As the Urn Turns: Horseraces and Sampling
Since we're well outside of election season, let's talk about something non-topical: polling results. As I said before, I'm doing a directed reading with a student at Maryland looking at parts of Nate Silver's methodology for election prediction. For the last few weeks of the semester, we're going through his methodology for Senate races. A methodology he calls 'modestly complex.'
One of the first points he makes is that we want to aggregate polls (because of the Law of Large Numbers), but we also want to account for the changing opinions within the US population.
We can set up a simple model for polling: the ball and urn model. Suppose we have an urn with \(N\) balls in it, \(\beta\) of which are blue and \(\rho\) of which are red. (Clearly, \(N = \beta + \rho\).) We sample \(n\) balls from the urn, either with or without replacement, mark down the number of blue balls that we saw, and call this number \(B\). \(B\) is a random variable, and will follow one of two distributions: binomial, if we sample with replacement, or hypergeometric, if we sample without replacement. We then use \(B\) to make a guess at \(\beta\). For example, a good guess at the number of blue balls in the urn is just \(\hat{\beta} = N \frac{B}{n}\).

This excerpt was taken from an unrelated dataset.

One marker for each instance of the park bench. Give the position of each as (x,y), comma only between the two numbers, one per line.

During an election, we don't have just a single poll (or a single draw \(B\) from our urn). Instead, we have several polls1, call these \(B_{1}, \ldots, B_{m}\). With these polls, we can use the Law of Large Numbers to our advantage and guess
\[\hat{\beta}_{m} = N \left(\frac{1}{m} \sum_{i = 1}^{m} \frac{B_{i}}{n_{i}}\right).\]
Notice that the polls don't have to interview the same number of people: for this to work, we don't need the \(B_{i}\) to be identically distributed, just independent.

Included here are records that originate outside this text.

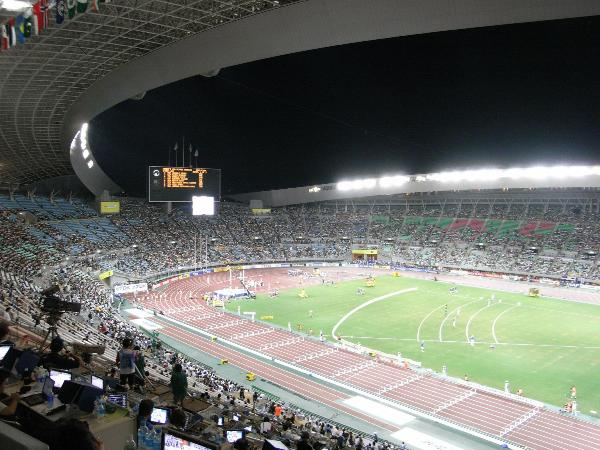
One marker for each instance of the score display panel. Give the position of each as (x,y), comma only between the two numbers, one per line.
(180,184)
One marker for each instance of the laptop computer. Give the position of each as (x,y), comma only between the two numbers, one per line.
(40,397)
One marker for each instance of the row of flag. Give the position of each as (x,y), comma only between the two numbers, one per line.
(33,21)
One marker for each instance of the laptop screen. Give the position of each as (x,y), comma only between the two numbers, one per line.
(4,349)
(60,377)
(98,382)
(118,399)
(48,385)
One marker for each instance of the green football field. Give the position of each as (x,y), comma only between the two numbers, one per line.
(541,345)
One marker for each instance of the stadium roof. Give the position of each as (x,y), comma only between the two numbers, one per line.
(504,180)
(69,73)
(41,79)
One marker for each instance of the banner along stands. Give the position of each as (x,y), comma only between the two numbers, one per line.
(131,288)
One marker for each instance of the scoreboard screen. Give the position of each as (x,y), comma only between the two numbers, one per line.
(180,184)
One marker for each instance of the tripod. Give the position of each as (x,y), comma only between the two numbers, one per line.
(52,332)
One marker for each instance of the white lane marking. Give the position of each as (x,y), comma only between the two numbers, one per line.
(496,320)
(365,304)
(377,410)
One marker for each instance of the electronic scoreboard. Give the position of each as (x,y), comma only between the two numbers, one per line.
(180,184)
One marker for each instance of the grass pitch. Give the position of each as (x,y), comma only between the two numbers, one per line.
(542,345)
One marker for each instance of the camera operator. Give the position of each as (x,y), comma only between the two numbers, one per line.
(57,360)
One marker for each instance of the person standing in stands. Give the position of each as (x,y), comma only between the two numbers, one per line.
(126,362)
(304,442)
(140,364)
(144,413)
(8,407)
(178,384)
(56,360)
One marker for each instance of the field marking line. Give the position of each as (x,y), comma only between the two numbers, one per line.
(423,321)
(506,344)
(496,320)
(453,312)
(471,319)
(365,304)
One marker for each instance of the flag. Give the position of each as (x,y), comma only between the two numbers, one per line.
(60,11)
(28,23)
(45,8)
(10,27)
(38,20)
(3,37)
(20,29)
(72,7)
(81,6)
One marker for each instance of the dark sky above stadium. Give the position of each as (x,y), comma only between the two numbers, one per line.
(493,97)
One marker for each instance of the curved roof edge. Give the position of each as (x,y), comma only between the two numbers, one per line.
(485,179)
(294,28)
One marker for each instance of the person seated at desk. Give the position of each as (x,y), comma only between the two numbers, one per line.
(144,412)
(55,360)
(178,418)
(12,355)
(266,426)
(68,434)
(8,407)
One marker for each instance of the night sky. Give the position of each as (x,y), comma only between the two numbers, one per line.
(493,97)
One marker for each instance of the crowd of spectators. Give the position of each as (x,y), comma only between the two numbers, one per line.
(550,240)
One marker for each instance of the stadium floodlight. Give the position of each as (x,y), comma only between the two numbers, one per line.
(15,5)
(84,128)
(535,172)
(203,205)
(398,180)
(367,183)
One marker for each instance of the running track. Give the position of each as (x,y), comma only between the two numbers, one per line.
(520,422)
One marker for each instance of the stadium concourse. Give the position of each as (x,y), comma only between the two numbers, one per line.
(520,421)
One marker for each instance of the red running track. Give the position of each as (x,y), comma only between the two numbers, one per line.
(295,383)
(480,410)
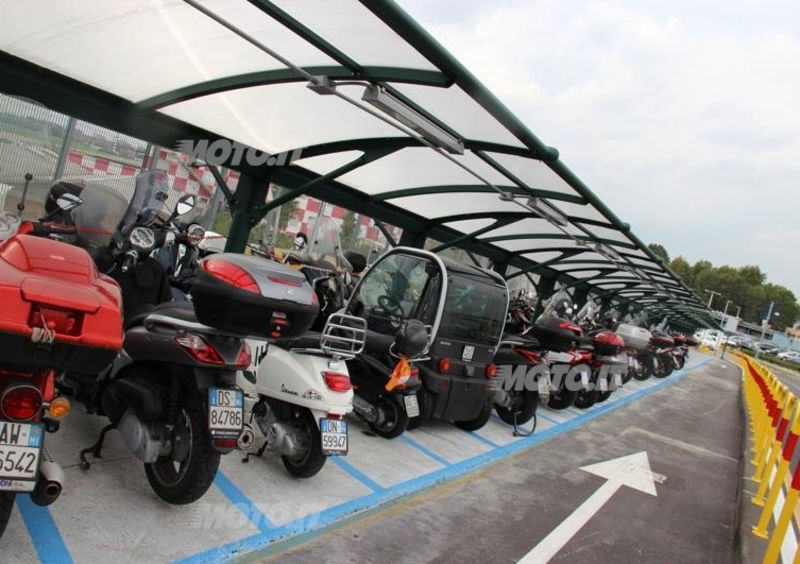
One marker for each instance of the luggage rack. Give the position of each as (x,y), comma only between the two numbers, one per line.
(343,335)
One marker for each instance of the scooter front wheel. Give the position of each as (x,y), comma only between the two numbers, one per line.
(392,417)
(6,505)
(311,460)
(184,475)
(524,404)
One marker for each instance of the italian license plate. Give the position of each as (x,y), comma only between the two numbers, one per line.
(334,436)
(225,412)
(412,405)
(20,450)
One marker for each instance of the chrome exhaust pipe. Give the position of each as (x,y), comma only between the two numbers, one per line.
(246,438)
(50,483)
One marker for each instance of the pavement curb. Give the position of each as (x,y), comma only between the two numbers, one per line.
(750,548)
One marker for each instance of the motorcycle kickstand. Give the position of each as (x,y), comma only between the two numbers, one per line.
(259,453)
(523,433)
(96,447)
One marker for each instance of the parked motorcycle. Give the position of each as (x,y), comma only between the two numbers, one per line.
(302,391)
(606,357)
(59,313)
(172,393)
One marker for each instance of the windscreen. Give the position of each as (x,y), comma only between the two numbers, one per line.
(474,311)
(558,305)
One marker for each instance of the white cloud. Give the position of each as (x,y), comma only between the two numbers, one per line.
(683,116)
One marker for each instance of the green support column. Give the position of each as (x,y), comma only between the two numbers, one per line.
(544,290)
(247,211)
(411,239)
(580,296)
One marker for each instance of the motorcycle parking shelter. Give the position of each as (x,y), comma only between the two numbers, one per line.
(389,125)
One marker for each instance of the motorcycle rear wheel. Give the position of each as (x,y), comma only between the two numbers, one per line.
(185,481)
(561,399)
(6,505)
(311,462)
(475,424)
(524,404)
(396,418)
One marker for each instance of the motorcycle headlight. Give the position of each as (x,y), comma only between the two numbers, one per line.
(142,239)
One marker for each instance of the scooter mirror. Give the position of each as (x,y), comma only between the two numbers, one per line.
(68,201)
(185,205)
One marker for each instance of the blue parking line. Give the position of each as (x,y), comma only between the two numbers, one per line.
(483,439)
(547,418)
(424,450)
(357,474)
(243,503)
(331,515)
(45,536)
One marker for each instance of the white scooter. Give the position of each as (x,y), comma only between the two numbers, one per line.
(300,394)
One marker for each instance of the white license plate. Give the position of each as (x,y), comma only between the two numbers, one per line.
(225,412)
(412,405)
(334,436)
(20,450)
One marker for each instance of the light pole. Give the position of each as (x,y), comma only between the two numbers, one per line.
(710,299)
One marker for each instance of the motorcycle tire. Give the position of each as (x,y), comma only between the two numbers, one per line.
(312,460)
(6,505)
(561,399)
(524,405)
(603,396)
(397,420)
(478,422)
(425,400)
(196,472)
(586,399)
(628,376)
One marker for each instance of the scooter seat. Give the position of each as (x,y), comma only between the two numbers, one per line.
(183,310)
(309,340)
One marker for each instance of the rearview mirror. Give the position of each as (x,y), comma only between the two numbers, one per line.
(185,205)
(67,201)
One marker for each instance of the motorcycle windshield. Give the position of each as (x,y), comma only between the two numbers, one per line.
(588,311)
(559,305)
(112,205)
(325,249)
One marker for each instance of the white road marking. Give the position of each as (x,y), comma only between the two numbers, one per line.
(632,471)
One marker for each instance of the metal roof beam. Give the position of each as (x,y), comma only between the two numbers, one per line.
(287,75)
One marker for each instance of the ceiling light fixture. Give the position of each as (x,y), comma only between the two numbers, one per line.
(384,101)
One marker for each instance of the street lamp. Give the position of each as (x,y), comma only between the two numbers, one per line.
(713,293)
(726,307)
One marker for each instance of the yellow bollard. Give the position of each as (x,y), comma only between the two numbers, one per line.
(786,450)
(771,420)
(787,512)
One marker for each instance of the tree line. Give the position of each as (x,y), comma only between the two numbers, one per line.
(744,286)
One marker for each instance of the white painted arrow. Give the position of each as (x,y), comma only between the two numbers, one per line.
(632,471)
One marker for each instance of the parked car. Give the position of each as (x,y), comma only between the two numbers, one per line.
(767,348)
(791,356)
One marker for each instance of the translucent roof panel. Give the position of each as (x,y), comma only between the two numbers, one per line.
(534,173)
(531,226)
(323,164)
(470,225)
(355,31)
(420,166)
(443,205)
(182,46)
(542,256)
(461,113)
(257,116)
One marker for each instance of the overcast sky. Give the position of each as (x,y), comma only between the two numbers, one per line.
(684,117)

But this has all assumed that the urn isn't changing. We haven't added or subtracted any balls from the urn over time, and none of the balls change color. This needn't be the case2. We can account for that by allowing \(\beta_{i}\) to change over time. But now the straight averaging doesn't make as much sense: we decrease the variance in our estimate, but increase the bias, since what we really care about is the outcome on election day. Silver accounts for this by using an exponential moving average: weight the polls proximate in time greater than the polls distal in time.
But now I want to talk about something a little different. The 'horse race effect.' That is, how 24-hour news networks treat any modest change in the polls as a sign of something. 'So and so is up 5 percentage points today,' and then 'Mr. Blah is down 3 percentage points.' Of course, this is all (mostly) a load of non-sense. You would expect those sorts of fluctuations in the polls just due to the process of sampling. In essence, you're plotting a sequence of independent and identically distributed draws as a time series, and placing significance in the time index that just isn't there. At least not in the short term.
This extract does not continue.